Public Availability of Results of Trials Assessing Cancer Drugs in the United States

 

J. Clin. Oncol. 2013 Jul 22;[EPub Ahead of Print], TA Nguyen, A Dechartres, S Belgherbi, P Ravaud

 

 

 
TAKE-HOME MESSAGE

An analysis of cancer-related clinical trials assessing new drugs with a primary completion date between 2007 and 2010 reveals that almost 50% of trials still had no publicly available results 3 years after completion.

ABSTRACT

Purpose: To evaluate to what extent results of completed trials of cancer drugs conducted in the United States are publicly available at ClinicalTrials.gov, as required by the Food and Drug Administration Amendments Act (FDAAA), or are published in journals.

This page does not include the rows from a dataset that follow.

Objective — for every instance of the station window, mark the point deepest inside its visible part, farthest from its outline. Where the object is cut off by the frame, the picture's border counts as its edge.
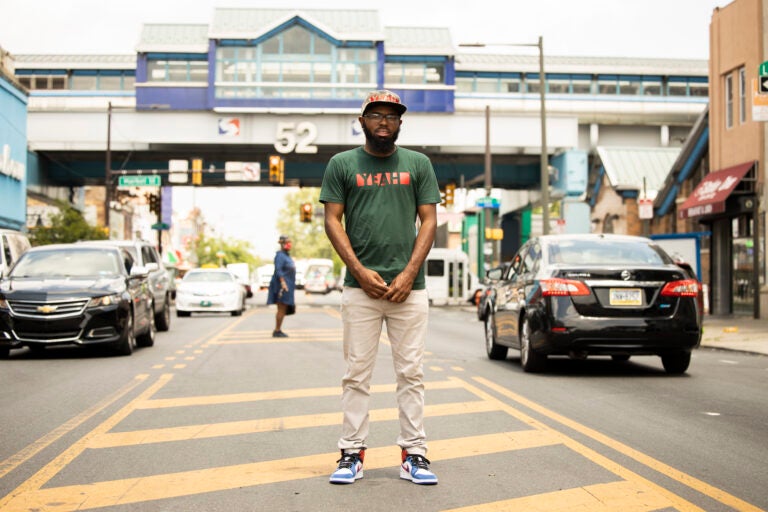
(296, 63)
(177, 70)
(581, 86)
(413, 73)
(629, 86)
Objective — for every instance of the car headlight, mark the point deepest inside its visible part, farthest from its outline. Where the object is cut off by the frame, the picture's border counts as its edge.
(104, 300)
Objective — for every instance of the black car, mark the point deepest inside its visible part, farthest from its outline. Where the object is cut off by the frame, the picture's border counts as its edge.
(76, 294)
(583, 295)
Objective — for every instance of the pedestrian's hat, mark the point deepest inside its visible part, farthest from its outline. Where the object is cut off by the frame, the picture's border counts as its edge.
(384, 97)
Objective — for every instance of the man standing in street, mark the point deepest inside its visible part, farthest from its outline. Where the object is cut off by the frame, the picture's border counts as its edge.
(380, 190)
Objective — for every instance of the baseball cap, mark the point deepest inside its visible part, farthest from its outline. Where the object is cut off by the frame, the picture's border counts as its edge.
(385, 97)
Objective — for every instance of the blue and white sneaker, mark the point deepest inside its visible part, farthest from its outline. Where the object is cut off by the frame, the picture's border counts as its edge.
(350, 468)
(416, 469)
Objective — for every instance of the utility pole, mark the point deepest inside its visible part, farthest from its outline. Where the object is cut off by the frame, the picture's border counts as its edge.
(108, 171)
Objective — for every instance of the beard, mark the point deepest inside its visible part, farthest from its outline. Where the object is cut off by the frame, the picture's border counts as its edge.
(381, 144)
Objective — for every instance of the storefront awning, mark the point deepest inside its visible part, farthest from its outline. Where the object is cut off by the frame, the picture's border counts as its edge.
(709, 196)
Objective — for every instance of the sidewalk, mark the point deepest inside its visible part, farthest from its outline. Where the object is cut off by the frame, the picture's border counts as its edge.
(736, 333)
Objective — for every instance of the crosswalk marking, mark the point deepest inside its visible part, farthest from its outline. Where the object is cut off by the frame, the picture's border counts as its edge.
(186, 483)
(630, 492)
(611, 497)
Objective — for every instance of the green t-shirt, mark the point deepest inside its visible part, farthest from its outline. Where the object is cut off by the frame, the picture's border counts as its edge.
(380, 198)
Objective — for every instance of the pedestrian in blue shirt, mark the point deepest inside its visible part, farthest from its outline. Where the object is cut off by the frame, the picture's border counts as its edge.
(282, 286)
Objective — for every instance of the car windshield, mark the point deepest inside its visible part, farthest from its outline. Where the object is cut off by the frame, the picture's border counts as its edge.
(69, 263)
(605, 252)
(208, 277)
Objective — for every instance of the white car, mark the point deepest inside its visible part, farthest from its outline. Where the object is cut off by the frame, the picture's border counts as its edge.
(210, 289)
(264, 275)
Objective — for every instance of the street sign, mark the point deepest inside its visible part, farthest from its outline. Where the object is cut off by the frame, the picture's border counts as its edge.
(759, 101)
(488, 202)
(645, 208)
(139, 181)
(763, 84)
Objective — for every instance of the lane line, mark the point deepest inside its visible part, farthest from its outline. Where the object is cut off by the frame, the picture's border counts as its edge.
(257, 396)
(36, 447)
(277, 424)
(666, 470)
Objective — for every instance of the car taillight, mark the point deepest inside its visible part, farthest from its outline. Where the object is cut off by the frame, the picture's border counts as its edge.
(562, 287)
(685, 288)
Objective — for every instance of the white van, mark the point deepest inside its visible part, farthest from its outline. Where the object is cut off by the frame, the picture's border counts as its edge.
(449, 281)
(12, 245)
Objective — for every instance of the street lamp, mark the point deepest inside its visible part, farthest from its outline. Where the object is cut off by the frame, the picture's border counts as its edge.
(544, 160)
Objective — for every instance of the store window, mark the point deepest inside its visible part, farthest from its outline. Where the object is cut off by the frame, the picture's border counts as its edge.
(742, 96)
(729, 101)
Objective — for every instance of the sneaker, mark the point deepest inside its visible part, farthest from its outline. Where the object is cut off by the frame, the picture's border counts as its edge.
(350, 468)
(416, 469)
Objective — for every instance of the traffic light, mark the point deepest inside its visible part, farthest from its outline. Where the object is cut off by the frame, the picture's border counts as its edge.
(450, 189)
(276, 170)
(306, 212)
(154, 204)
(197, 171)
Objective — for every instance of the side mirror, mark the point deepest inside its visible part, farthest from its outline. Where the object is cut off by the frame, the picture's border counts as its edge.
(139, 271)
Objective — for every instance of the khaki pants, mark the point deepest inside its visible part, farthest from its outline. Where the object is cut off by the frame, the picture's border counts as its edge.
(363, 319)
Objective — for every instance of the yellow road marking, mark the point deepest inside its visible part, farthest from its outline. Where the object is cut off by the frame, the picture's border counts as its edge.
(49, 470)
(231, 428)
(28, 452)
(664, 469)
(615, 496)
(187, 483)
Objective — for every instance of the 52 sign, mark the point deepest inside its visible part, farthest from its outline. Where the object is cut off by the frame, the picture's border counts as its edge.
(296, 137)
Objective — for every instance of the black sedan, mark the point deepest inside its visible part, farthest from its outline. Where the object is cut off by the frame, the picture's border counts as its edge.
(583, 295)
(72, 294)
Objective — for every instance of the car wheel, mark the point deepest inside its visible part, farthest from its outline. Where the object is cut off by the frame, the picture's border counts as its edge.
(127, 342)
(147, 339)
(676, 363)
(530, 360)
(494, 350)
(163, 320)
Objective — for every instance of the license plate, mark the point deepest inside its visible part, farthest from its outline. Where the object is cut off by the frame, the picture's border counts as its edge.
(626, 297)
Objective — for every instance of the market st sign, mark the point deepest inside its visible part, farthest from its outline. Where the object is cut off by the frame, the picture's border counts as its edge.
(9, 167)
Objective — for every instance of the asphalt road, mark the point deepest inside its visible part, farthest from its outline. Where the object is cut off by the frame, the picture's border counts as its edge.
(219, 416)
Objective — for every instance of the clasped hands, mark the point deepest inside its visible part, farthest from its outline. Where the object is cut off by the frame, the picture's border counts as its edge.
(376, 288)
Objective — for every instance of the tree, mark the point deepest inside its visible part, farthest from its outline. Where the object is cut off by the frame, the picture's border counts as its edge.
(309, 238)
(67, 226)
(219, 251)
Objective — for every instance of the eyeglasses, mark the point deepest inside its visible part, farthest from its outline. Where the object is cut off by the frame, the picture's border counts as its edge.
(375, 116)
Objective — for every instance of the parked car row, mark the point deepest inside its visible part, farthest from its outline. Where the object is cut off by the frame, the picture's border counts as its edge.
(77, 294)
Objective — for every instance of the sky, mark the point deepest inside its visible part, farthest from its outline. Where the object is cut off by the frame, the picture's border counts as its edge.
(595, 28)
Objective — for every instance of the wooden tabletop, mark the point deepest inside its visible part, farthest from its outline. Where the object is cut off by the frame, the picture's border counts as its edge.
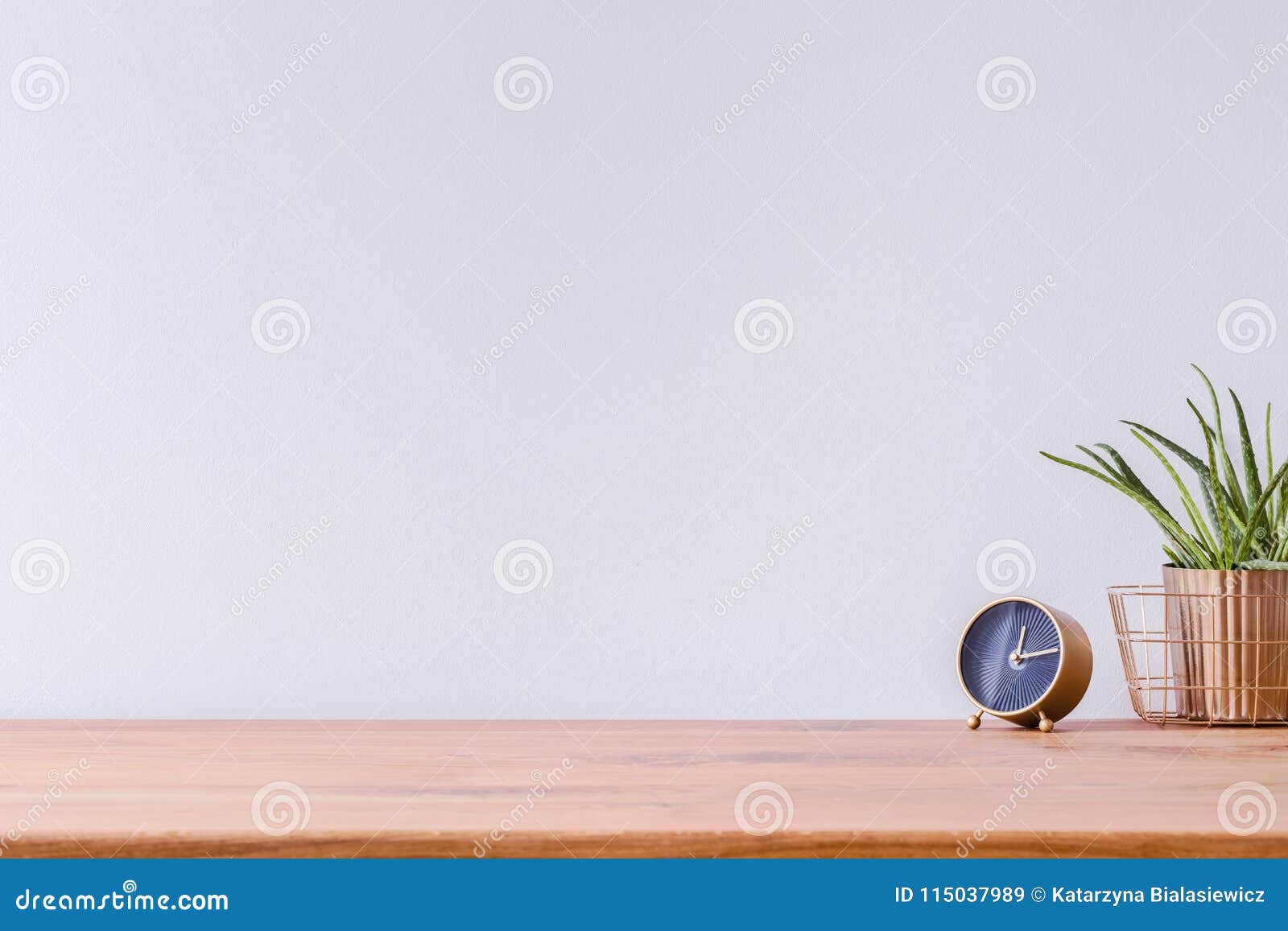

Methods: We searched ClinicalTrials.gov for cancer trials governed by the FDAAA: phase II to IV trials assessing drugs in the United States with a primary completion date between December 26, 2007, and May 31, 2010. For each trial, we also searched PubMed to identify the publication of results. We assessed the cumulative percentages of posted or published results over time by using the Kaplan-Meier method.ResultsWe identified 646 trials, including 209 randomized controlled trials (RCTs). At 12 months after completion of the trials, the cumulative percentages of trials with results posted at ClinicalTrials .gov, published in journals, and available either at ClinicalTrials.gov or in journals were 9% (95% CI, 7% to 11%), 12% (95% CI, 10% to 15%), and 20% (95% CI, 17% to 23%), respectively, and for RCTs, the percentages were 12% (95% CI, 8% to 16%), 5% (95% CI, 2% to 8%), and 17% (95% CI, 12% to 22%), respectively. At 36 months, these percentages were 31% (95% CI, 28% to 35%), 35% (95% CI, 31% to 39%), and 55% (95% CI, 51% to 59%), respectively, and for RCTs, they were 38% (95% CI, 31% to 45%), 32% (95% CI, 25% to 39%), and 56% (95% CI, 48% to 62%), respectively. Public availability of phase III trials was 15% (95% CI, 7% to 23%) at 12 months, 39% (95% CI, 27% to 49%) at 24 months, and 64% (95% CI, 50% to 73%) at 36 months.

Conclusion: Despite the FDAAA, results for nearly half the trials of cancer drugs in the United States were not publicly available 3 years after completion of the trials.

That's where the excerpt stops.